Si prefieres ver la web siempre en español, haz click aquí.
In search of the ecological vinyl record
Nobody has been thinking about this scenario since the 1990s, but here we are in 2022 with the turnover of sales of vinyl records exceeding those of CDs. The increase in demand poses a challenge for the environment that some have decided to try and meet, to continue promoting a format that refuses to disappear.
In 2022 we reached a turning point in the history of the music industry over the past 35 years: vinyl sales exceeded those of CDs. According to data from Promusicae, in a physical market that continues to decline (it accounted for only 12.26% of the total), vinyl increased by 15%, already more than 52% of the physical market with regard to turnover. This data is important because, in units, more CDs are still being bought than vinyl (2.6 million units compared to 1.7 million vinyl records shipped in 2022), but people are willing to pay more for this format.
Whether this is due to nostalgia, the attractiveness of the format, just to make a stance or because they dig the sound, the fact is that it is increasingly common to find this format in the albums of both emerging and consolidated artists, and even stars of the stature of Rosalía and Taylor Swift have chosen to release their albums on vinyl.
Unfortunately, the increased demand in the manufacture of vinyl is associated with significant environmental costs, mainly due to the old manufacturing techniques that in many cases have not changed in the last fifty years, and the management of the material with which they are manufactured, polyvinyl chloride (PVC or vinyl), which is toxic and complicated to recycle.
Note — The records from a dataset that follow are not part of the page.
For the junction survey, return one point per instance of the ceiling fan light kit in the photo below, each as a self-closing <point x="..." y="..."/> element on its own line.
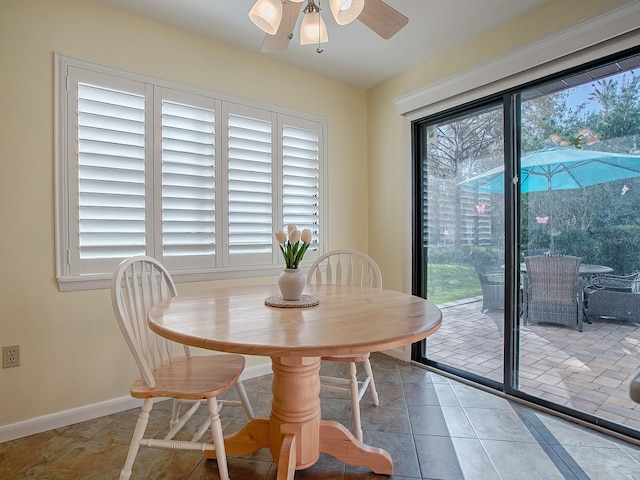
<point x="267" y="14"/>
<point x="346" y="11"/>
<point x="278" y="18"/>
<point x="313" y="29"/>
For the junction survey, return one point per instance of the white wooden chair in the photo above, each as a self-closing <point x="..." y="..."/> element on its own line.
<point x="348" y="267"/>
<point x="139" y="283"/>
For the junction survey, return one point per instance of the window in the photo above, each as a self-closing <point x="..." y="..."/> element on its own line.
<point x="196" y="180"/>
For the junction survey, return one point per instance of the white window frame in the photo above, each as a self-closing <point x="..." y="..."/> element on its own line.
<point x="219" y="266"/>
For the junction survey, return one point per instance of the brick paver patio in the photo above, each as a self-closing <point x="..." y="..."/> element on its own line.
<point x="589" y="370"/>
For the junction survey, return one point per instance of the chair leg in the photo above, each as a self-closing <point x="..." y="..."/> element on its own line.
<point x="218" y="438"/>
<point x="175" y="413"/>
<point x="242" y="393"/>
<point x="355" y="401"/>
<point x="138" y="433"/>
<point x="372" y="383"/>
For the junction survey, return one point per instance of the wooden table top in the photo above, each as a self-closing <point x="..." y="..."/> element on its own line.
<point x="347" y="320"/>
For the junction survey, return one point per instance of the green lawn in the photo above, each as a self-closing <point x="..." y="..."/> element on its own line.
<point x="449" y="282"/>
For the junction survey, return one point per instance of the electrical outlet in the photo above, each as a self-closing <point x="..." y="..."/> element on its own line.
<point x="10" y="356"/>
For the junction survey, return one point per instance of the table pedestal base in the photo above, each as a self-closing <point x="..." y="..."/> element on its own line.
<point x="295" y="433"/>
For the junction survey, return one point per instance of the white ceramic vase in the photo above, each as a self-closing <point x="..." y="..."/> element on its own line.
<point x="291" y="283"/>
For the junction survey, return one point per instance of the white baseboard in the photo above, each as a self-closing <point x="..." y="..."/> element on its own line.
<point x="64" y="418"/>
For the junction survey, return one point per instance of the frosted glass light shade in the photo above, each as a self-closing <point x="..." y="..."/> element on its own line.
<point x="267" y="14"/>
<point x="346" y="11"/>
<point x="309" y="34"/>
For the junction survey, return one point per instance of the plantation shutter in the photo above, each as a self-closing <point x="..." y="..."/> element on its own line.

To counteract these effects as much as possible, and to continue enjoying our vinyl records, a company called Deepgrooves, located in the Netherlands, has undertaken a series of innovations in its manufacturing process that make it (in their own words) the most ecological vinyl pressing plant on the planet. These include the removal of heavy metals in the manufacturing process, replacing them with calcium and zinc. What is more, the machinery is operated using green energy, green gas and solar energy. The labels and boxes are FSC certified, they use organic ink, adhesive tape made of biodegradable paper, in other words, a multitude of measures that are make the factory almost 100% circular with regard to waste, recycling and energy.
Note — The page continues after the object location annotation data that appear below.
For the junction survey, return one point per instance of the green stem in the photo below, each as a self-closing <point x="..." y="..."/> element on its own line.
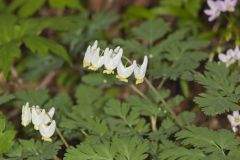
<point x="175" y="117"/>
<point x="62" y="138"/>
<point x="59" y="134"/>
<point x="153" y="118"/>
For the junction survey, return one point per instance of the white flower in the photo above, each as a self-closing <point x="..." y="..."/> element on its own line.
<point x="38" y="116"/>
<point x="26" y="114"/>
<point x="234" y="120"/>
<point x="97" y="60"/>
<point x="214" y="10"/>
<point x="48" y="117"/>
<point x="237" y="53"/>
<point x="47" y="131"/>
<point x="228" y="58"/>
<point x="112" y="59"/>
<point x="125" y="72"/>
<point x="89" y="54"/>
<point x="140" y="72"/>
<point x="228" y="5"/>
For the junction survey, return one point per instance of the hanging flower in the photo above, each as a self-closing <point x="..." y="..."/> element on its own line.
<point x="228" y="5"/>
<point x="47" y="131"/>
<point x="140" y="71"/>
<point x="89" y="54"/>
<point x="125" y="72"/>
<point x="112" y="59"/>
<point x="48" y="117"/>
<point x="234" y="120"/>
<point x="96" y="61"/>
<point x="228" y="58"/>
<point x="38" y="116"/>
<point x="26" y="115"/>
<point x="214" y="9"/>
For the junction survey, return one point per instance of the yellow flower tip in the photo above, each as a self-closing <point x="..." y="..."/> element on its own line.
<point x="108" y="71"/>
<point x="122" y="79"/>
<point x="36" y="127"/>
<point x="93" y="68"/>
<point x="48" y="139"/>
<point x="86" y="64"/>
<point x="24" y="124"/>
<point x="139" y="80"/>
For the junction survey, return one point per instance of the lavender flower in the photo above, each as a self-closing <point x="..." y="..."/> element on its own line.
<point x="228" y="5"/>
<point x="214" y="9"/>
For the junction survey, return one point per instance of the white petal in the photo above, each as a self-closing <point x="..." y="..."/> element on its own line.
<point x="222" y="57"/>
<point x="48" y="131"/>
<point x="95" y="44"/>
<point x="51" y="112"/>
<point x="236" y="114"/>
<point x="231" y="120"/>
<point x="234" y="129"/>
<point x="125" y="72"/>
<point x="26" y="115"/>
<point x="116" y="60"/>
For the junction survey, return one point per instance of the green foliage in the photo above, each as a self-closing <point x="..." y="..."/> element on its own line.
<point x="172" y="151"/>
<point x="34" y="150"/>
<point x="199" y="143"/>
<point x="16" y="32"/>
<point x="151" y="30"/>
<point x="180" y="56"/>
<point x="6" y="98"/>
<point x="26" y="8"/>
<point x="6" y="136"/>
<point x="131" y="148"/>
<point x="222" y="93"/>
<point x="88" y="29"/>
<point x="99" y="117"/>
<point x="182" y="8"/>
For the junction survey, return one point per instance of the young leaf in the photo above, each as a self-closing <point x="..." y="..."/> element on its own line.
<point x="209" y="141"/>
<point x="222" y="92"/>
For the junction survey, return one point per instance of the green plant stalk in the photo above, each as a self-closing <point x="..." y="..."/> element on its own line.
<point x="175" y="117"/>
<point x="60" y="134"/>
<point x="153" y="119"/>
<point x="62" y="138"/>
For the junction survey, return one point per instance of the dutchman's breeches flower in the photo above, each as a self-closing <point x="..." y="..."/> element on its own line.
<point x="48" y="117"/>
<point x="234" y="120"/>
<point x="26" y="114"/>
<point x="228" y="5"/>
<point x="125" y="72"/>
<point x="218" y="6"/>
<point x="230" y="57"/>
<point x="140" y="71"/>
<point x="38" y="116"/>
<point x="47" y="131"/>
<point x="96" y="61"/>
<point x="40" y="119"/>
<point x="112" y="59"/>
<point x="214" y="9"/>
<point x="89" y="54"/>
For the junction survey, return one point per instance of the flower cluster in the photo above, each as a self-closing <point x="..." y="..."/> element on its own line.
<point x="231" y="56"/>
<point x="234" y="120"/>
<point x="111" y="60"/>
<point x="216" y="7"/>
<point x="41" y="120"/>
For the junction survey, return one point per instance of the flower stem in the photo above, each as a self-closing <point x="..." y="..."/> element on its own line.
<point x="175" y="117"/>
<point x="59" y="134"/>
<point x="62" y="138"/>
<point x="153" y="118"/>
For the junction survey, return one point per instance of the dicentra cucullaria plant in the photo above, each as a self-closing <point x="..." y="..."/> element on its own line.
<point x="139" y="98"/>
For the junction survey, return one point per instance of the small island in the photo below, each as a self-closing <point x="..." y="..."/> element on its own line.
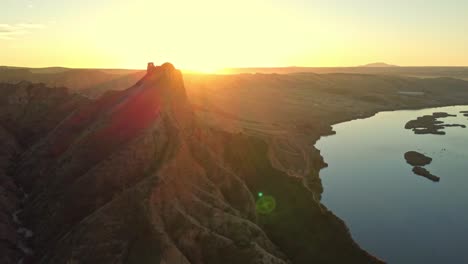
<point x="425" y="173"/>
<point x="429" y="124"/>
<point x="415" y="158"/>
<point x="418" y="160"/>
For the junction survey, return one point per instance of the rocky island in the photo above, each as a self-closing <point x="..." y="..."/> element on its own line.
<point x="415" y="158"/>
<point x="425" y="173"/>
<point x="429" y="124"/>
<point x="418" y="160"/>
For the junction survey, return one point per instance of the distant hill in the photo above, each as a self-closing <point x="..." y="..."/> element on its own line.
<point x="378" y="65"/>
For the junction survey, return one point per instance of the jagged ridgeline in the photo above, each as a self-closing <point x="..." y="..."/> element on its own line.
<point x="133" y="177"/>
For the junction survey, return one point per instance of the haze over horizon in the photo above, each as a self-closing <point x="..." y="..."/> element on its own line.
<point x="207" y="34"/>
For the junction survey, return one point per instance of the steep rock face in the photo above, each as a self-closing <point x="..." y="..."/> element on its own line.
<point x="10" y="196"/>
<point x="30" y="110"/>
<point x="27" y="112"/>
<point x="133" y="178"/>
Very near there you will find Green Vinyl Records. This is a collaborative project between eight Dutch companies whose objective is to reduce the amount of energy used and waste produced in the manufacturing process for vinyl records. In this case, it is a direct commitment to replacing the PVC with a new compound called EP808 that they assure us "can achieve a sound that is just as good or even better because it has a wider frequency spectrum, does not lose its shape and also has a longer useful life". It is also 100% recyclable and requires using 60% less energy to mould. Nor is paper used to make the labels since they are printed directly onto the LP. The following companies are involved in this project: Symcon B.V., Polymer Research Group B.V., Geelen installations, Koot Automation & Service, MPB Mechanical Parts, Record Industry, Fontys Foundation, University Applied Natural Sciences and Mikrocentrum.
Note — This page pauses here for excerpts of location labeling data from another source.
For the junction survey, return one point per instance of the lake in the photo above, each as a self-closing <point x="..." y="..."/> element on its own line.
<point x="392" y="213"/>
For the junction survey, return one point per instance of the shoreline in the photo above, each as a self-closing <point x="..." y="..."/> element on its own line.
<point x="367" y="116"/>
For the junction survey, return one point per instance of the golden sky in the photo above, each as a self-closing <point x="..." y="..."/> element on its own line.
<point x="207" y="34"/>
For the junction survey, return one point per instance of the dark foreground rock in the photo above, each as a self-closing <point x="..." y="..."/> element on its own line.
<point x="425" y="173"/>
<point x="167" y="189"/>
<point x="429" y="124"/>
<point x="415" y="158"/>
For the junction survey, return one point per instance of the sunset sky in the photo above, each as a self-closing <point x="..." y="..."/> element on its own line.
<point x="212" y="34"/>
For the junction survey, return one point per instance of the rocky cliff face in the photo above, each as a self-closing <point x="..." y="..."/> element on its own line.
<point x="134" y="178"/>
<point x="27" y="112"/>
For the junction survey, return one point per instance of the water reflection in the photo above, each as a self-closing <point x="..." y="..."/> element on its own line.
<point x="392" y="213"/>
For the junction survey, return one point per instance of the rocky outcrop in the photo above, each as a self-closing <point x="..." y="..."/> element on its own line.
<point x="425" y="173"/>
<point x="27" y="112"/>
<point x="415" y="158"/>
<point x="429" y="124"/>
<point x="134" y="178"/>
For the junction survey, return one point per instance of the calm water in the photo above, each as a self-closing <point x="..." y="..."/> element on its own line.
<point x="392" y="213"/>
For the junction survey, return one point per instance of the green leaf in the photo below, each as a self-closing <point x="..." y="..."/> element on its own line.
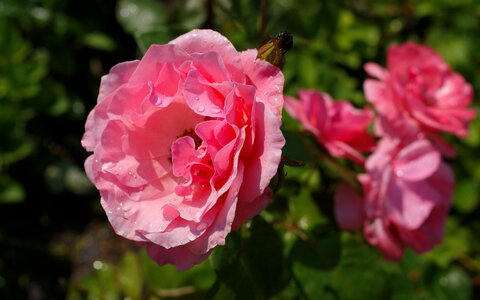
<point x="99" y="41"/>
<point x="252" y="266"/>
<point x="359" y="275"/>
<point x="455" y="244"/>
<point x="465" y="198"/>
<point x="138" y="16"/>
<point x="130" y="276"/>
<point x="452" y="283"/>
<point x="320" y="251"/>
<point x="159" y="36"/>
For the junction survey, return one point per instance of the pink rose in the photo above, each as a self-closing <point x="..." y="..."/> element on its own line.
<point x="336" y="125"/>
<point x="419" y="85"/>
<point x="185" y="142"/>
<point x="407" y="190"/>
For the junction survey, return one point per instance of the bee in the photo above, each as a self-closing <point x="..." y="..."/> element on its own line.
<point x="274" y="50"/>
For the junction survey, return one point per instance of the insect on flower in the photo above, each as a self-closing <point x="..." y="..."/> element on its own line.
<point x="274" y="50"/>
Evolution Music Ltd, in the United Kingdom, is also committed to a changing in manufacturing materials, replacing vinyl with bioplastics produced from vegetable products, such as soya bean oil, corn or potato starch that would maintain the quality of the sound but do not require changes in the pressing plants.
Another British start-up, ElasticStage, envisages making a significant change with regard to traditional processes by employing a progressive method to produce vinyl records and graphic material. ElasticStage does not press vinyl, but every record manufactured is a first generation recording. With their system, they assure us, current long delivery times which can be up to twelve months will be eliminated, and artists could sell their LPs from the very first moment. The process would also eliminate the use of harmful chemicals and consume less energy.
For a number of years we have had a format called High Definition Vinyl. It is cut by laser which avoids the use of toxic chemicals and improves the already long useful life of vinyl records.
So it seems that vinyl is back to stay, (at least for a few more years), and that it will surely continue to be called that regardless of the material with which it is manufactured in the future. We will talk about the return of the cassettes another day.